Buben und Mädchen haben in 120 Jahren viel gelernt


Halt im Gedächtnis! Und auch das soll aus dem Gedächtnis nicht ausgelöscht, das an der Schultafel geschrieben steht, dies nämlich, dass hier in diesem „Schülchen“ 120 Jahre lang die Buben und Mädchen die schwere Kunst des Lesens und Schreibens und Rechnens erlernt haben, dass sie den Katechismus und das Gesangbuch und vor allem die Heilige Schrift kennen und zum Teil sogar auswendig lernten, weil ihnen der Herr Lehrer und der Herr Pastor sagten: „Halt im Gedächtnis“!




Der letzte Gottesdienst am 26. Juni 1966 in der Kapellenschule Obernau.
                                                                               Foto: Schulte-WP


Und auch das darf und soll ja nicht vergessen werden, dass da einmal – zu einer Zeit, da der Staat noch keine Sorgen um einen sogenannten Bildungsnotstand kannte – acht Familien aus eigenem Antrieb dieses schlichte Bauwerk errichtet haben, damit es zugleich Schule und als Stätte der gottesdienstlichen Versammlung dienen sollte. Und auch das darf und soll nicht vergessen werden, was unter der Überschrift „Die Geschichte eines Haubergspfennigs“ in dem Erinnerungsbuch „Die gute Hand“ nachzulesen ist, dass da einmal Eltern zum Gedächtnis der gnädigen Befreiung ihres vierjährigen Kindes von einem „jämmerlichen und kränklichen Zustand“, wie sie schrieben, „einen Pfennig Hauberg an genannte Schule gegeben haben als ein bleibendes Kapital, die Zins davon aber zur Bestreitung der Reparaturkosten“. Von dieser Urkunde ist dann der reformierten Pfarrei zu Obernetphen eine gleichlautende Abschrift übergeben worden, weil es eben dazumal die Kirche war, die auch das Schulwesen zu betreuen hatte.

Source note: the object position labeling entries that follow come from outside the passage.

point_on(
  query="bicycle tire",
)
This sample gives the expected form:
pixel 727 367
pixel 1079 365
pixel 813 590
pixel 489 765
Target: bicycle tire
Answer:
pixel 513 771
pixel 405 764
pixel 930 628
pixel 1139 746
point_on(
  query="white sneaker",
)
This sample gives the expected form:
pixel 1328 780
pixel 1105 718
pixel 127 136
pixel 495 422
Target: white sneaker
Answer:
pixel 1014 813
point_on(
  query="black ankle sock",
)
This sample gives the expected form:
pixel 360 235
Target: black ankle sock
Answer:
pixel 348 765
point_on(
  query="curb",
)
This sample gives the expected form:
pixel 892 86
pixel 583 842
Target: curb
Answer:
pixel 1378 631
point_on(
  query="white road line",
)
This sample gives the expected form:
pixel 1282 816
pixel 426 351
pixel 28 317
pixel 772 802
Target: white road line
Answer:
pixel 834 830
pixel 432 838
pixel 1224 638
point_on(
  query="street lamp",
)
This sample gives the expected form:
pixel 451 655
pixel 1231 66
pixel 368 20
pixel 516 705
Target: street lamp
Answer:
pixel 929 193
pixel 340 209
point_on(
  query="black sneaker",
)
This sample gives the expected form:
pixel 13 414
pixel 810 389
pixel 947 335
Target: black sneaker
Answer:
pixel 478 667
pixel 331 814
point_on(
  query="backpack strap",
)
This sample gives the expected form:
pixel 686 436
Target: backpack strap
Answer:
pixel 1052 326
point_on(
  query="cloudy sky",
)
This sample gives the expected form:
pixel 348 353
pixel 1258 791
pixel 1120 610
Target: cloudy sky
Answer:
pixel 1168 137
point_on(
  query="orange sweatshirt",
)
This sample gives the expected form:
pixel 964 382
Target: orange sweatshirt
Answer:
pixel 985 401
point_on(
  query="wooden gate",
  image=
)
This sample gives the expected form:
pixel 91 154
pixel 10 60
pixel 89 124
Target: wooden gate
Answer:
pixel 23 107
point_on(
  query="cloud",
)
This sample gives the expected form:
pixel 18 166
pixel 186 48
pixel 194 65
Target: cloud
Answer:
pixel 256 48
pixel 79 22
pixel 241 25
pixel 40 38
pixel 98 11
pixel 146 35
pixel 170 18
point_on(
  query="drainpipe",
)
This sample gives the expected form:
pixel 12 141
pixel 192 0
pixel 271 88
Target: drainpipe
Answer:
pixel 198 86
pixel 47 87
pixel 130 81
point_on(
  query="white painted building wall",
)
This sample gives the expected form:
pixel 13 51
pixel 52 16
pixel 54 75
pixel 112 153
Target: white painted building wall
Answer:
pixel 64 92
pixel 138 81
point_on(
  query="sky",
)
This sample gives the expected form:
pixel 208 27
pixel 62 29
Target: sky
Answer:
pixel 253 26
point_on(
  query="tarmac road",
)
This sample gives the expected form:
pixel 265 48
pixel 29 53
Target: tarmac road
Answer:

Halt im Gedächtnis! Was aber würde alles Festhalten im Gedächtnis uns schon wirklich helfen, wenn es nicht verwurzelt wäre in dem Gedächtnis dessen, der gestern, heute und in Ewigkeit derselbe ist: Jesus Christus? „Halt im Gedächtnis Jesum Christum, der auferstanden ist von den Toten“!, schreibt der Apostel an seinen Schüler Timotheus. Warum ist das Gedächtnis an Jesus Christus so wichtig, so lebensnotwendig? Weil es das Gedächtnis an die „Auferstehung der Toten“ ist. Derselbe Paulus, der diese Mahnung an seinen Schüler Timotheus gerichtet hat, schreibt im 15. Kapitel an die Korinther: „Der Glaube der Christen ist die Auferstehung der Toten“! Wie verschiedene Quellen aus einem einzigen Quellgebiet entstammen, wie der ganze Fächer der Sonnenstrahlen von dem einen Sonnenball kommt, so kommt alles im Christenglauben aus dieser Mitte: Der Auferstehung Jesu Christi von den Toten.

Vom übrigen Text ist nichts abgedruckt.